The museum will be honoring Vanco’s anniversary simultaneously with his retirement. Vanco’s many contributions to the EAM and the community will be celebrated as part of the museum’s second annual ARTrageous event on Saturday, June 10.
The EAM Board of Directors began implementing a comprehensive succession plan following Vanco’s announced plan to retire in 2017 after nearly 50 years as the strategic and innovative leader of the EAM. Vanco has served as the EAM’s first and only director since 1968. When he started, attendance was counted in the hundreds. Now the Museum serves over 65,000 people annually with its exhibits, tours, outreach, and music programs.
The Museum’s collection has grown from 65 works of art to over 8,000 and the Museum’s footprint has increased by an order of magnitude, growing from the house on West 6th Street to its current, state-of-the-art facility with 13 galleries, cafe, performance space, and classrooms.

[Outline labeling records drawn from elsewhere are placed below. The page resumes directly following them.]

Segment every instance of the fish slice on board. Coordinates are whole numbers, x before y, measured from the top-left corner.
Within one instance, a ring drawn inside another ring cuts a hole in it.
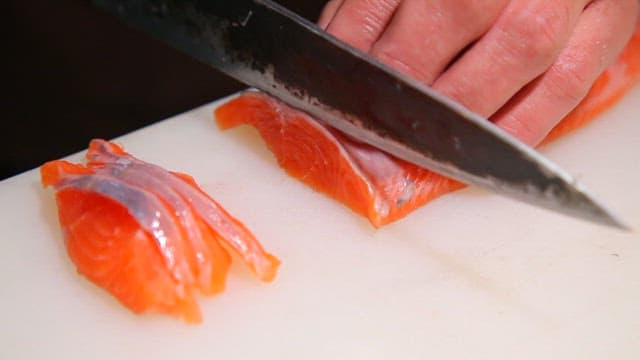
[[[613,106],[640,80],[640,25],[585,99],[548,134],[556,139]],[[310,115],[259,92],[215,111],[220,128],[256,127],[291,176],[337,199],[379,227],[464,185],[338,133]]]
[[[93,140],[86,166],[64,160],[40,168],[56,190],[65,245],[77,270],[135,313],[200,322],[194,294],[224,290],[239,255],[262,281],[278,259],[189,175],[169,172]]]

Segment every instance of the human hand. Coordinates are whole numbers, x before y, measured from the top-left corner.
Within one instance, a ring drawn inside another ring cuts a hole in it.
[[[537,145],[633,33],[638,0],[330,0],[319,25]]]

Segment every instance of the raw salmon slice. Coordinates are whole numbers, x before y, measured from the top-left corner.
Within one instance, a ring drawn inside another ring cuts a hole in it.
[[[640,80],[640,26],[588,96],[548,135],[560,137],[611,107]],[[332,130],[307,114],[256,91],[228,101],[214,114],[221,129],[254,126],[291,176],[366,216],[374,227],[464,185],[397,159]]]
[[[136,313],[200,322],[194,298],[224,290],[236,252],[263,281],[279,261],[188,175],[169,172],[104,140],[86,166],[64,160],[40,168],[56,190],[65,244],[78,272]]]

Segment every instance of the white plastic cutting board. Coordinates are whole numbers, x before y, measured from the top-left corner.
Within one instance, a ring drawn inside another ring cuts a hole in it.
[[[543,149],[636,229],[639,99]],[[76,274],[29,171],[0,182],[0,358],[640,358],[637,232],[473,188],[374,230],[285,175],[253,129],[218,130],[215,106],[117,141],[192,174],[280,257],[276,281],[236,262],[203,324],[133,315]]]

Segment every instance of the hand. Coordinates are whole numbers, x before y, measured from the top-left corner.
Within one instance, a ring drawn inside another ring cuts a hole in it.
[[[530,145],[633,33],[638,0],[331,0],[319,25]]]

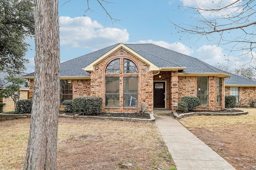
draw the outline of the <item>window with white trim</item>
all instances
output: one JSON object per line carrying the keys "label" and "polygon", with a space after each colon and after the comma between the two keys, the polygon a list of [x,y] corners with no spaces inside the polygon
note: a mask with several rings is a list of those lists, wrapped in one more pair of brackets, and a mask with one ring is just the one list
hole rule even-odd
{"label": "window with white trim", "polygon": [[230,87],[230,95],[236,96],[236,103],[238,103],[239,99],[239,87]]}
{"label": "window with white trim", "polygon": [[200,106],[208,106],[208,77],[197,77],[197,97],[200,100]]}

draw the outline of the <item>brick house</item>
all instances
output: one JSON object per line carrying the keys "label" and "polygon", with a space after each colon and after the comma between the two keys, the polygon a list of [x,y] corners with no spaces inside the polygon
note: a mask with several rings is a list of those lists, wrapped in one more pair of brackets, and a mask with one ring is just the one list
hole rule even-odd
{"label": "brick house", "polygon": [[[8,85],[8,84],[6,84],[6,82],[4,80],[5,77],[8,75],[8,74],[5,72],[0,72],[0,80],[1,80],[0,81],[0,91]],[[29,95],[29,88],[24,86],[22,86],[20,90],[15,92],[15,94],[18,100],[22,99],[28,99]],[[12,111],[15,109],[14,102],[10,97],[6,99],[0,97],[0,103],[4,103],[6,104],[1,111]]]}
{"label": "brick house", "polygon": [[256,82],[235,74],[231,75],[230,78],[225,82],[225,95],[235,96],[237,106],[249,107],[249,100],[256,99]]}
{"label": "brick house", "polygon": [[[118,43],[61,63],[60,99],[96,96],[105,112],[134,112],[144,104],[175,109],[184,96],[197,96],[197,109],[224,109],[225,80],[231,74],[152,44]],[[29,79],[32,98],[34,73]],[[256,86],[256,83],[255,84]]]}

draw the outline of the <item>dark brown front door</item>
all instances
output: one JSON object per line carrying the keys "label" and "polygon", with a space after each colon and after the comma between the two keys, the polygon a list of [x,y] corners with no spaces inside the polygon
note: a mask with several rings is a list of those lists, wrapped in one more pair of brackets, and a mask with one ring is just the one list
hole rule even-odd
{"label": "dark brown front door", "polygon": [[154,107],[165,108],[165,82],[154,82]]}

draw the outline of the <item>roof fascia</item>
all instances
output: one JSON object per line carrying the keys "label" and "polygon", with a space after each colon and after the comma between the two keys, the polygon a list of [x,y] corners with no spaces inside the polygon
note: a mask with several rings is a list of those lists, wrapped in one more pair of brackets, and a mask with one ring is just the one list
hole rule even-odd
{"label": "roof fascia", "polygon": [[230,77],[232,75],[222,72],[179,72],[178,76],[217,76],[220,77]]}
{"label": "roof fascia", "polygon": [[104,55],[97,59],[91,63],[90,64],[89,64],[84,68],[83,68],[83,70],[88,72],[94,71],[94,66],[100,63],[106,58],[112,54],[113,53],[121,47],[122,47],[128,53],[131,54],[132,55],[149,66],[150,71],[154,72],[154,71],[158,71],[159,70],[159,67],[158,67],[148,60],[147,60],[141,55],[140,55],[137,53],[134,50],[128,47],[128,46],[127,46],[123,43],[120,43],[115,47],[113,48],[107,53],[106,53]]}
{"label": "roof fascia", "polygon": [[246,84],[225,84],[225,86],[227,87],[255,87],[256,85],[246,85]]}
{"label": "roof fascia", "polygon": [[179,71],[184,70],[187,67],[160,67],[160,71]]}
{"label": "roof fascia", "polygon": [[[34,80],[34,76],[22,76],[22,78],[24,79]],[[90,80],[91,79],[90,76],[60,76],[60,80]]]}

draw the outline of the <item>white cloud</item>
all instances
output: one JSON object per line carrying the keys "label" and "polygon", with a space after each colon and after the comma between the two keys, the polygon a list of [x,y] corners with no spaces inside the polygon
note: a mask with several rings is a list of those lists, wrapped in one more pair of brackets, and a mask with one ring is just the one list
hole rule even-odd
{"label": "white cloud", "polygon": [[129,40],[126,29],[104,27],[89,17],[60,17],[61,45],[94,50]]}
{"label": "white cloud", "polygon": [[196,58],[213,66],[225,61],[226,55],[222,52],[222,49],[215,45],[203,45],[197,52]]}
{"label": "white cloud", "polygon": [[152,43],[188,55],[191,55],[193,53],[192,49],[186,47],[181,43],[175,43],[170,44],[163,41],[155,41],[149,39],[148,40],[139,41],[136,43]]}
{"label": "white cloud", "polygon": [[[210,10],[212,9],[220,9],[226,6],[234,3],[236,0],[180,0],[180,1],[183,3],[183,5],[186,6],[197,8],[200,9]],[[228,9],[224,9],[221,10],[218,10],[215,12],[206,11],[201,12],[201,14],[205,17],[216,17],[218,16],[226,16],[231,15],[234,15],[234,13],[239,12],[239,10],[238,6],[242,3],[240,1],[238,3],[233,4]],[[230,8],[231,7],[231,8]],[[202,12],[202,11],[199,11]]]}
{"label": "white cloud", "polygon": [[26,58],[29,62],[28,63],[24,64],[24,65],[27,70],[25,71],[26,73],[30,73],[35,71],[35,61],[34,57]]}

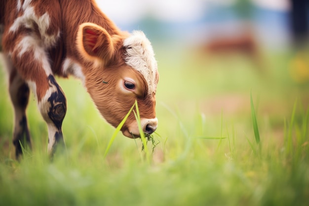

“The Erie Art Museum and the communities it serves have truly benefited from nearly a half-century of stable, thoughtful leadership,” says Stephen Porter, president of the Erie Art Museum Board of Directors.
Succession planning for the museum began nearly four years ago, culminating with the recent formation of a dedicated transition team led by board member James Parlin, and comprised of board members and community leaders. That team will share regular updates as they lead the selection process for a new director, with the board’s choice for the position starting mid-year 2017. In support of the transition, Vanco expects to remain involved with the museum through August of next year.
Other celebrations throughout 2017 include the 120th anniversary of founding of The Art Club of Erie, the forerunner to the EAM. The coming year also marks the 25th anniversary of one of the region’s favorite cultural festivals, the Blues & Jazz Festival. Next year will also bring the announcement of a special funding campaign tied to both the transition efforts and future growth of the museum.
“Many nonprofit organizations are distracted by multiple leadership changes that impede a long-term strategic plan,” said Porter. “The Erie Art Museum has been fortunate to have made great strides because of John’s tenure, and we look forward to what the next phase of growth will bring.”
More information about ongoing celebrations of all these milestones will be shared with museum donors and members, as well as the general public, over the next few months.